February 24, 2021
At approximately 12:15 p.m. every day except Sundays in the Ashbury household, we pause to enjoy a very strange musical interlude. Because I’m anal and I live to categorize, I have dubbed this interlude “The Lament of the Left Behind Puppy”, and it is a musical movement in two parts.
Those of you who’ve read these essays of mine know that we are the parents to two dogs. The pups are fifteen months old, a boy and a girl, and are the progeny of our late, beloved Mr. Tuffy. Each day, David walks the dogs. He always takes Missy Dawg for the first puppy walk of the day. He does this every day except Sunday, weather permitting, and has done so for just about a year, now.
Once Daddy and Missy are out the door, Bear performs the first part of this musical movement, since he is, of course, the first puppy that is left behind. He’s a soprano, unusual for a male dog, but not for one of his…we’ll call it diminutive stature (he’s a bit over 5 pounds). He ably leads the other four dogs who are also not walking with his daddy in a magnificent chorus of mournful howls and yips, reminiscent of coyotes—musical key of which is not known because while I have a good musical ear, I am not musically trained.

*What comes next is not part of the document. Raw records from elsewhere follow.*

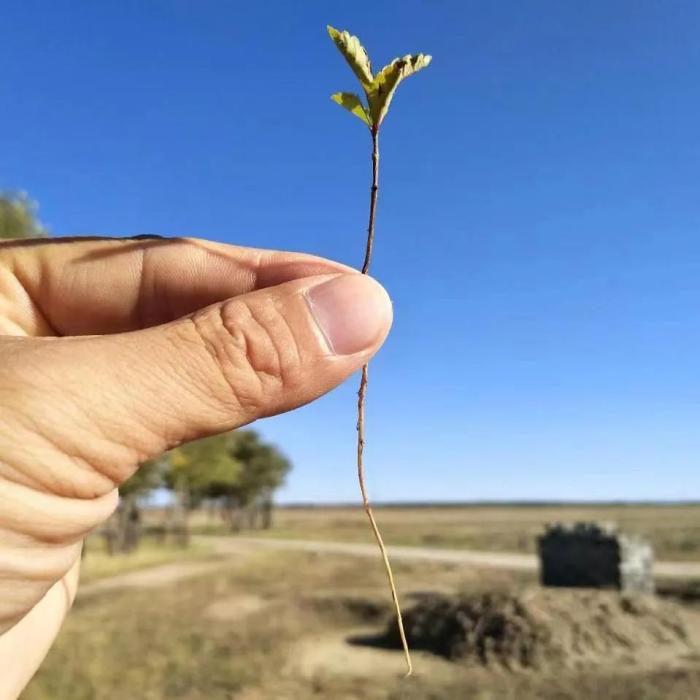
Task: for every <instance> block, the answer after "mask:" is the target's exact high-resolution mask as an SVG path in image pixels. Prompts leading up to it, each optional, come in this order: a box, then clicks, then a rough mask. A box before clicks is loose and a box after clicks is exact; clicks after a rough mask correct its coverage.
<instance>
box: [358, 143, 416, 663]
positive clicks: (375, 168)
mask: <svg viewBox="0 0 700 700" xmlns="http://www.w3.org/2000/svg"><path fill="white" fill-rule="evenodd" d="M378 193H379V132H378V130H377V129H373V130H372V187H371V189H370V196H369V224H368V226H367V248H366V249H365V261H364V263H363V265H362V274H363V275H366V274H367V273H368V272H369V265H370V261H371V259H372V247H373V245H374V220H375V215H376V211H377V194H378ZM368 381H369V368H368V366H367V365H365V366H364V367H363V368H362V379H361V380H360V390H359V392H358V394H357V477H358V479H359V482H360V491H361V493H362V503H363V505H364V508H365V513H367V518H368V519H369V523H370V526H371V527H372V533H373V534H374V538H375V539H376V540H377V544H378V545H379V551H380V552H381V554H382V561H383V562H384V569H385V570H386V575H387V578H388V579H389V587H390V588H391V597H392V599H393V601H394V608H395V609H396V620H397V624H398V627H399V636H400V637H401V644H402V645H403V651H404V655H405V657H406V675H407V676H410V675H411V673H413V664H412V663H411V653H410V651H409V649H408V641H407V640H406V632H405V631H404V627H403V617H402V615H401V605H400V603H399V595H398V593H397V592H396V584H395V583H394V574H393V573H392V570H391V563H390V561H389V555H388V554H387V551H386V547H385V546H384V540H383V539H382V536H381V533H380V532H379V528H378V527H377V521H376V520H375V519H374V514H373V513H372V506H371V505H370V503H369V497H368V495H367V486H366V485H365V465H364V457H363V453H364V448H365V396H366V395H367V383H368Z"/></svg>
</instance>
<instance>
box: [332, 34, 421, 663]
mask: <svg viewBox="0 0 700 700" xmlns="http://www.w3.org/2000/svg"><path fill="white" fill-rule="evenodd" d="M328 34H329V35H330V37H331V39H332V40H333V43H334V44H335V45H336V46H337V47H338V50H339V51H340V53H341V54H342V55H343V58H345V60H346V61H347V63H348V65H349V66H350V68H351V69H352V72H353V73H354V74H355V76H356V77H357V79H358V80H359V81H360V85H361V86H362V90H363V91H364V94H365V98H366V103H363V101H362V100H361V99H360V97H359V96H358V95H356V94H355V93H352V92H336V93H335V94H334V95H331V99H332V100H333V101H334V102H337V103H338V104H339V105H340V106H341V107H345V109H347V110H348V111H349V112H350V113H351V114H354V115H355V116H356V117H357V118H358V119H360V120H361V121H362V122H364V124H365V125H366V126H367V127H368V129H369V132H370V135H371V136H372V185H371V187H370V196H369V224H368V226H367V243H366V247H365V258H364V262H363V264H362V274H363V275H366V274H367V273H368V272H369V265H370V261H371V259H372V247H373V245H374V222H375V214H376V210H377V195H378V193H379V130H380V127H381V125H382V123H383V121H384V118H385V117H386V115H387V112H388V111H389V105H390V104H391V100H392V99H393V97H394V93H395V92H396V88H397V87H398V86H399V83H400V82H401V81H402V80H403V79H404V78H407V77H408V76H409V75H413V74H414V73H417V72H418V71H419V70H421V69H422V68H425V67H426V66H427V65H428V64H429V63H430V61H431V59H432V57H431V56H427V55H425V54H422V53H419V54H413V55H410V54H409V55H406V56H404V57H403V58H395V59H394V60H393V61H392V62H391V63H389V65H387V66H384V68H382V69H381V70H380V71H378V72H377V73H376V74H375V73H373V72H372V64H371V63H370V60H369V56H368V55H367V51H365V49H364V47H363V46H362V44H361V43H360V40H359V39H358V38H357V37H356V36H352V35H351V34H350V33H348V32H346V31H343V32H340V31H338V30H337V29H334V28H333V27H331V26H329V27H328ZM367 382H368V371H367V365H365V366H364V367H363V368H362V378H361V380H360V390H359V392H358V401H357V476H358V479H359V482H360V491H361V492H362V502H363V505H364V509H365V512H366V513H367V517H368V518H369V522H370V526H371V527H372V532H373V533H374V538H375V539H376V540H377V544H378V545H379V550H380V552H381V555H382V560H383V561H384V568H385V569H386V574H387V578H388V579H389V587H390V588H391V597H392V599H393V601H394V606H395V608H396V620H397V624H398V627H399V635H400V637H401V644H402V645H403V649H404V654H405V656H406V675H407V676H410V675H411V673H412V672H413V666H412V664H411V654H410V652H409V649H408V642H407V641H406V633H405V631H404V627H403V618H402V616H401V605H400V604H399V598H398V594H397V592H396V585H395V584H394V575H393V573H392V571H391V563H390V562H389V557H388V556H387V552H386V547H385V546H384V541H383V540H382V536H381V533H380V532H379V528H378V527H377V523H376V521H375V519H374V515H373V513H372V507H371V506H370V503H369V498H368V496H367V487H366V485H365V468H364V461H363V451H364V446H365V396H366V394H367Z"/></svg>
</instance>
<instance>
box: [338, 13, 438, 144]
mask: <svg viewBox="0 0 700 700" xmlns="http://www.w3.org/2000/svg"><path fill="white" fill-rule="evenodd" d="M328 34H329V35H330V37H331V39H332V40H333V42H334V43H335V45H336V46H337V47H338V50H339V51H340V53H341V54H342V55H343V58H345V60H346V61H347V63H348V65H349V66H350V68H351V70H352V72H353V73H354V74H355V76H356V77H357V79H358V80H359V81H360V85H361V86H362V89H363V91H364V94H365V97H366V99H367V104H364V103H363V102H362V100H361V99H360V97H359V96H358V95H357V94H355V93H353V92H336V93H335V94H334V95H331V99H332V100H333V101H334V102H337V103H338V104H339V105H340V106H341V107H345V109H347V110H348V112H350V113H351V114H354V115H355V116H356V117H358V118H359V119H361V120H362V121H363V122H364V123H365V124H366V125H367V126H368V127H369V129H370V130H371V131H373V132H374V133H376V132H378V131H379V127H380V125H381V123H382V121H383V120H384V117H386V115H387V112H388V111H389V105H390V104H391V100H392V99H393V97H394V93H395V92H396V88H397V87H398V85H399V83H400V82H401V81H402V80H403V79H404V78H407V77H408V76H409V75H413V74H414V73H417V72H418V71H419V70H421V69H423V68H425V67H426V66H427V65H428V64H429V63H430V61H431V60H432V56H428V55H426V54H422V53H418V54H407V55H406V56H404V57H403V58H395V59H394V60H393V61H392V62H391V63H389V64H388V65H386V66H384V68H382V69H381V70H380V71H379V72H377V73H376V74H373V73H372V64H371V62H370V60H369V56H368V55H367V51H366V50H365V48H364V46H362V44H361V43H360V40H359V39H358V38H357V37H356V36H353V35H352V34H350V33H349V32H347V31H342V32H341V31H338V30H337V29H335V28H333V27H331V26H329V27H328Z"/></svg>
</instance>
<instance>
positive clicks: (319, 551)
mask: <svg viewBox="0 0 700 700" xmlns="http://www.w3.org/2000/svg"><path fill="white" fill-rule="evenodd" d="M214 543H215V549H216V551H217V552H220V553H222V554H226V553H227V552H228V551H231V548H232V549H233V550H235V551H237V552H240V551H242V549H244V548H253V549H265V548H269V549H287V550H294V551H303V552H318V553H328V554H347V555H350V556H360V557H376V556H377V548H376V546H375V545H373V544H361V543H353V542H324V541H322V540H283V539H268V538H265V539H263V538H256V537H235V538H225V537H221V538H218V537H217V538H215V540H214ZM388 549H389V555H390V556H391V557H392V559H395V560H397V561H400V560H404V561H434V562H443V563H447V564H464V565H471V566H475V567H479V568H484V569H506V570H508V571H537V567H538V563H537V557H535V556H534V555H532V554H515V553H509V552H481V551H475V550H469V549H435V548H431V547H399V546H391V547H389V548H388ZM654 574H655V575H656V576H657V577H662V578H681V579H683V578H696V577H697V578H700V562H694V561H678V562H677V561H660V562H656V564H655V565H654Z"/></svg>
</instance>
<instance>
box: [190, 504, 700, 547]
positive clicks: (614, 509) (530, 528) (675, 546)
mask: <svg viewBox="0 0 700 700" xmlns="http://www.w3.org/2000/svg"><path fill="white" fill-rule="evenodd" d="M375 513H376V516H377V520H378V521H379V523H380V525H381V529H382V534H383V535H384V539H385V540H386V541H387V543H389V544H397V545H416V546H427V547H446V548H463V549H477V550H485V551H498V552H524V553H531V552H534V551H535V543H536V538H537V535H538V534H539V533H540V532H542V530H543V528H544V526H545V525H546V524H547V523H551V522H574V521H577V520H596V521H608V522H615V523H617V524H618V525H619V526H620V527H621V528H622V529H624V530H626V531H628V532H632V533H638V534H641V535H644V536H645V537H648V538H649V540H650V541H651V543H652V545H653V547H654V551H655V554H656V556H657V557H658V558H659V559H680V560H684V559H685V560H693V559H700V505H682V506H681V505H668V506H665V505H648V506H647V505H628V506H624V505H609V506H607V505H606V506H461V507H420V508H417V507H405V508H404V507H377V508H375ZM194 522H195V524H196V526H197V527H198V528H199V530H200V531H208V532H221V531H222V528H221V525H220V524H219V522H218V520H217V519H216V518H215V517H211V516H207V515H206V514H198V515H197V516H196V517H195V521H194ZM257 534H258V535H259V536H263V537H265V536H269V537H285V538H292V539H327V540H335V541H342V542H367V541H370V540H371V534H370V532H369V530H368V527H367V521H366V518H365V515H364V513H363V512H362V510H361V509H360V508H357V507H354V508H350V507H342V508H322V507H321V508H280V509H278V510H277V513H276V516H275V526H274V528H273V529H271V530H268V531H265V532H262V533H257Z"/></svg>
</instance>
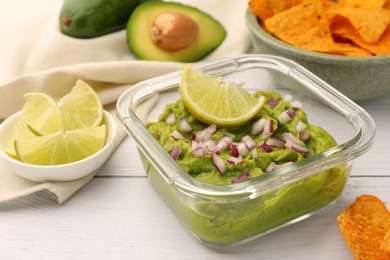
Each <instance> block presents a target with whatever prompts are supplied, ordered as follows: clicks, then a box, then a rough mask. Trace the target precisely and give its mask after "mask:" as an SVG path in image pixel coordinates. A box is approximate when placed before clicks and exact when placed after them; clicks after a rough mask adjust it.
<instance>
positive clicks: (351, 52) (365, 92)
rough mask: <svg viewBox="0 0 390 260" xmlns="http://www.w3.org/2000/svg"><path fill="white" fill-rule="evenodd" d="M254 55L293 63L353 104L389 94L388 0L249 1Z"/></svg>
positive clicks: (250, 0)
mask: <svg viewBox="0 0 390 260" xmlns="http://www.w3.org/2000/svg"><path fill="white" fill-rule="evenodd" d="M245 15H246V21H247V26H248V28H249V30H250V32H251V37H252V43H253V46H254V50H255V52H257V53H263V54H272V55H278V56H283V57H285V58H288V59H291V60H294V61H296V62H298V63H299V64H301V65H303V66H304V67H306V68H307V69H308V70H310V71H311V72H313V73H314V74H316V75H317V76H319V77H320V78H321V79H323V80H324V81H326V82H327V83H328V84H330V85H331V86H333V87H334V88H336V89H337V90H339V91H340V92H341V93H343V94H345V95H346V96H348V97H349V98H350V99H352V100H354V101H359V100H367V99H374V98H378V97H382V96H384V95H387V94H390V0H370V1H366V0H337V1H335V0H249V4H248V9H247V11H246V14H245Z"/></svg>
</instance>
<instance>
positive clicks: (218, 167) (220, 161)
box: [212, 153, 226, 174]
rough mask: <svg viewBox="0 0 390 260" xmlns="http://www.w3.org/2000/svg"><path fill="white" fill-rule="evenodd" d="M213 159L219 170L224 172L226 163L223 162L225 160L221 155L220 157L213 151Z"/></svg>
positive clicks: (213, 160)
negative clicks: (220, 156) (222, 159)
mask: <svg viewBox="0 0 390 260" xmlns="http://www.w3.org/2000/svg"><path fill="white" fill-rule="evenodd" d="M212 159H213V163H214V165H215V167H216V168H217V170H218V171H219V172H220V173H221V174H223V173H224V172H225V170H226V165H225V163H224V162H223V160H222V159H221V157H219V156H218V155H217V154H216V153H213V154H212Z"/></svg>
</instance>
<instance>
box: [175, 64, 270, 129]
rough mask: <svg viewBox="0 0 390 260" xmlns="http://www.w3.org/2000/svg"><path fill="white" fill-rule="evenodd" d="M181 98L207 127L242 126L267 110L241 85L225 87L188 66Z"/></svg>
mask: <svg viewBox="0 0 390 260" xmlns="http://www.w3.org/2000/svg"><path fill="white" fill-rule="evenodd" d="M180 94H181V98H182V100H183V102H184V104H185V105H186V107H187V109H188V110H189V111H190V112H191V114H192V115H193V116H194V117H195V118H197V119H198V120H199V121H202V122H204V123H206V124H216V125H217V126H229V127H233V126H240V125H243V124H245V123H246V122H248V121H249V120H250V119H252V118H253V117H254V116H255V115H256V114H257V112H259V110H260V109H261V107H262V106H263V101H261V100H259V99H258V98H256V97H255V96H253V95H251V94H250V93H249V92H247V91H246V90H244V89H243V88H242V87H241V85H239V84H236V83H234V82H230V83H227V84H226V83H224V82H223V81H222V79H221V78H219V77H217V76H213V75H208V74H205V73H203V72H202V71H200V70H193V69H192V66H191V65H190V64H188V65H187V66H186V67H185V68H184V70H183V73H182V78H181V82H180Z"/></svg>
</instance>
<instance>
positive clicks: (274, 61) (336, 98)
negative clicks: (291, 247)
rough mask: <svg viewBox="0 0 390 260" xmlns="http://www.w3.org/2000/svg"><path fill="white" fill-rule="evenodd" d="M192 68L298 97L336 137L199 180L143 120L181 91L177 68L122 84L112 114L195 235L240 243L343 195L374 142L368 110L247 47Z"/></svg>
mask: <svg viewBox="0 0 390 260" xmlns="http://www.w3.org/2000/svg"><path fill="white" fill-rule="evenodd" d="M194 68H195V69H201V70H203V71H204V72H205V73H208V74H214V75H219V76H221V77H222V78H223V79H224V81H235V82H245V84H244V86H243V87H244V88H245V89H247V90H248V91H249V92H254V91H256V90H273V91H277V92H278V93H280V94H282V95H286V94H290V95H293V96H295V97H296V98H297V99H298V100H300V101H301V102H302V103H303V109H304V110H305V111H306V113H307V116H308V120H309V122H310V123H311V124H315V125H319V126H322V127H323V128H325V129H326V130H327V131H328V132H329V133H330V134H331V135H333V137H334V138H335V139H336V141H337V143H338V144H339V145H338V146H337V147H334V148H332V149H330V150H327V151H325V152H322V153H320V154H317V155H313V156H309V157H307V158H305V159H304V160H302V161H299V162H297V163H294V164H292V165H289V166H286V167H283V168H281V169H277V170H274V171H272V172H270V173H267V174H264V175H262V176H259V177H257V178H253V179H250V180H247V181H244V182H242V183H237V184H228V185H215V184H209V183H204V182H200V181H197V180H195V179H194V178H193V177H191V176H190V175H188V174H187V173H185V172H184V171H183V170H182V169H181V167H180V166H179V165H178V164H177V163H176V162H175V161H174V160H173V159H172V158H171V156H170V155H169V153H168V152H166V151H165V150H164V149H163V148H162V146H160V145H159V143H158V142H157V140H156V139H155V138H154V137H153V136H152V135H151V134H150V133H149V132H148V130H147V129H146V128H145V126H144V124H145V123H146V122H154V121H157V120H158V116H159V115H160V114H161V113H162V111H163V109H164V107H165V106H166V105H167V104H170V103H173V102H175V101H176V100H177V99H179V98H180V94H179V91H178V86H179V82H180V77H181V72H180V71H178V72H176V73H172V74H168V75H165V76H161V77H157V78H153V79H150V80H147V81H144V82H140V83H139V84H136V85H135V86H133V87H131V88H129V89H127V90H126V91H125V92H124V93H123V94H122V95H121V96H120V98H119V100H118V103H117V116H118V118H119V120H120V122H121V123H122V125H123V127H124V129H125V130H126V131H127V133H128V134H129V135H130V136H131V137H133V139H134V141H135V142H136V144H137V146H138V148H139V151H140V157H141V160H142V162H143V164H144V167H145V171H146V173H147V176H148V178H149V180H150V182H151V183H152V184H153V186H154V187H155V188H156V190H157V191H158V192H159V193H160V195H161V197H162V198H163V199H164V200H165V202H166V203H167V204H168V205H169V206H170V207H171V208H172V209H173V211H174V212H175V213H176V214H177V216H178V217H179V219H180V220H181V221H182V222H183V223H184V225H185V226H186V227H187V228H188V229H189V231H190V232H191V233H192V234H193V235H194V236H195V237H196V238H197V239H198V240H199V241H201V242H202V243H204V244H206V245H208V246H211V247H226V246H232V245H239V244H242V243H245V242H247V241H250V240H253V239H255V238H257V237H260V236H263V235H265V234H268V233H270V232H272V231H274V230H277V229H279V228H282V227H285V226H287V225H290V224H292V223H295V222H297V221H300V220H303V219H305V218H307V217H310V216H312V215H313V214H314V213H316V212H318V211H319V210H322V209H324V208H326V207H328V206H329V205H331V204H333V202H334V201H335V200H337V198H339V197H340V195H341V194H342V191H343V189H344V187H345V185H346V183H347V181H348V178H349V174H350V171H351V169H352V165H353V159H354V158H356V157H358V156H360V155H362V154H363V153H365V152H366V151H367V150H368V149H369V148H370V147H371V146H372V144H373V140H374V136H375V123H374V122H373V119H372V118H371V117H370V115H369V114H368V113H366V112H365V111H364V110H363V109H362V108H360V107H359V106H358V105H356V104H355V103H354V102H352V101H351V100H349V99H348V98H346V97H345V96H344V95H343V94H341V93H340V92H338V91H337V90H335V89H334V88H332V87H331V86H329V85H328V84H327V83H325V82H324V81H322V80H321V79H319V78H318V77H317V76H315V75H313V74H312V73H311V72H309V71H308V70H306V69H305V68H303V67H301V66H300V65H298V64H297V63H295V62H293V61H290V60H287V59H284V58H280V57H276V56H269V55H260V54H248V55H240V56H236V57H233V58H227V59H222V60H218V61H214V62H210V63H205V64H202V65H198V66H194Z"/></svg>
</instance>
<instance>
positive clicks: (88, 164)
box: [0, 110, 117, 182]
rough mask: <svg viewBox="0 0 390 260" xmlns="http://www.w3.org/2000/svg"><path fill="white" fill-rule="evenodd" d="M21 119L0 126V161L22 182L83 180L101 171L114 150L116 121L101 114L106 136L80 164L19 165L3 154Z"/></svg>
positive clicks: (18, 161)
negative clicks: (77, 179) (15, 127)
mask: <svg viewBox="0 0 390 260" xmlns="http://www.w3.org/2000/svg"><path fill="white" fill-rule="evenodd" d="M21 116H22V113H21V112H18V113H16V114H14V115H12V116H10V117H9V118H7V119H6V120H5V121H4V122H2V123H1V124H0V160H1V161H2V162H1V163H2V164H3V165H4V166H6V167H7V168H8V169H10V170H11V171H12V172H14V173H15V174H17V175H19V176H21V177H23V178H25V179H28V180H31V181H35V182H56V181H72V180H76V179H79V178H82V177H85V176H87V175H89V174H92V173H94V172H96V171H97V170H98V169H100V168H101V167H102V166H103V164H104V163H105V161H106V160H107V159H108V158H109V156H110V154H111V152H112V151H113V149H114V143H115V136H116V134H117V125H116V120H115V119H114V117H113V116H112V115H111V114H110V113H109V112H107V111H105V110H103V122H102V125H105V127H103V128H106V131H107V135H106V138H105V142H104V145H103V147H102V148H100V149H97V151H96V152H94V153H93V154H91V155H89V156H87V157H86V158H84V159H81V160H77V161H73V162H70V163H64V164H57V165H37V164H31V163H27V162H22V161H20V160H18V159H15V158H14V157H12V156H10V155H9V154H7V153H6V150H7V148H8V145H9V141H10V140H12V137H13V134H14V127H15V125H16V124H17V122H18V121H19V119H20V118H21Z"/></svg>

The second part of the movement is performed by Missy Dawg, once her daddy betrays her by taking her brother for a walk without her. Now, Missy has been laboring under the false impression that her daddy is her daddy, and no other dog’s. This is, of course, a big lie. Not as musically gifted as her brother, Missy nonetheless enthusiastically embraces her solo performance with passion and devotion, giving a series of yips and barks apparently deeply felt and relentlessly non-stop, that only the most musically talented ear could possibly interpret. And when her daddy finally comes home, she lets Bear know that he was a bad, bad brother for absconding with her daddy. Every. Single. Day. (Except Sundays).
As you can well imagine, The Lament of the Left Behind Puppy effectively marks the end of my productive work period. Any ideas or inspiration that had been lurking on the periphery of my mind to that point are, I guarantee you, gone, gone, gone, once that lament begins. As is, I believe, a tiny little bit of my ability to hear.
That’s not to say, of course, that noon hour is the only time that the dogs make sufficient noise to wake the dead. If one of them barks, the others usually follow suit. And the truth of the matter is that Missy is often the one who quite…well, mindlessly gets the yipping ball rolling.
Missy will bark at anything, real or imagined. I say imagined because it seems to us that she might just possess the ability to see ghosts. We’ve often seen her barking at a space where there is no one that we can see for her to bark at. But she clearly can (see someone or something, that is), and it’s always a puzzle to us.
This sometimes happens during my allotted work time to the point that I have to get up from my chair, leave the office and track down the offending little yipper. Missy sees me coming, knows she’s not supposed to make such a cacophony, and immediately rolls over and offers her belly for a rub. I figure that’s her version of an apology.
And of course, that performance of cuteness has no bearing whatsoever on whether or not she does it again as soon as I leave her sight and return to my office.
Because she always does it again.
Too be fair, there are also many days when those hours from when I get up until noon pass very quickly, and quietly. There are many days when I don’t even know the dogs are here, so immersed in their sleep are they. I have come to the conclusion that is the saving grace of all small dogs. They appear to require a great deal of sleep.
On days that find me heading into the living room more than three times to wag my finger at a dog, I finally will stop and tap David on the shoulder.
You see, he has his office in a corner of the living room. On any given day or time except, of course, walk time, he might be writing, or he might be composing an email, or, most usually, he’s fallen down a YouTube hole and having a good time. Doing the first two activities, he will not be wearing his headphones, but he will if he’s “tubing”.
And I have to alert him to get him to help with keeping the dogs from giving us a 6 doggie unscheduled cacophony because, of course, he’s very hard of hearing.
Or perhaps he’s just more talented at keeping out distractions than I am. To my mind, and the bottom line, it’s probably a matter of either/or.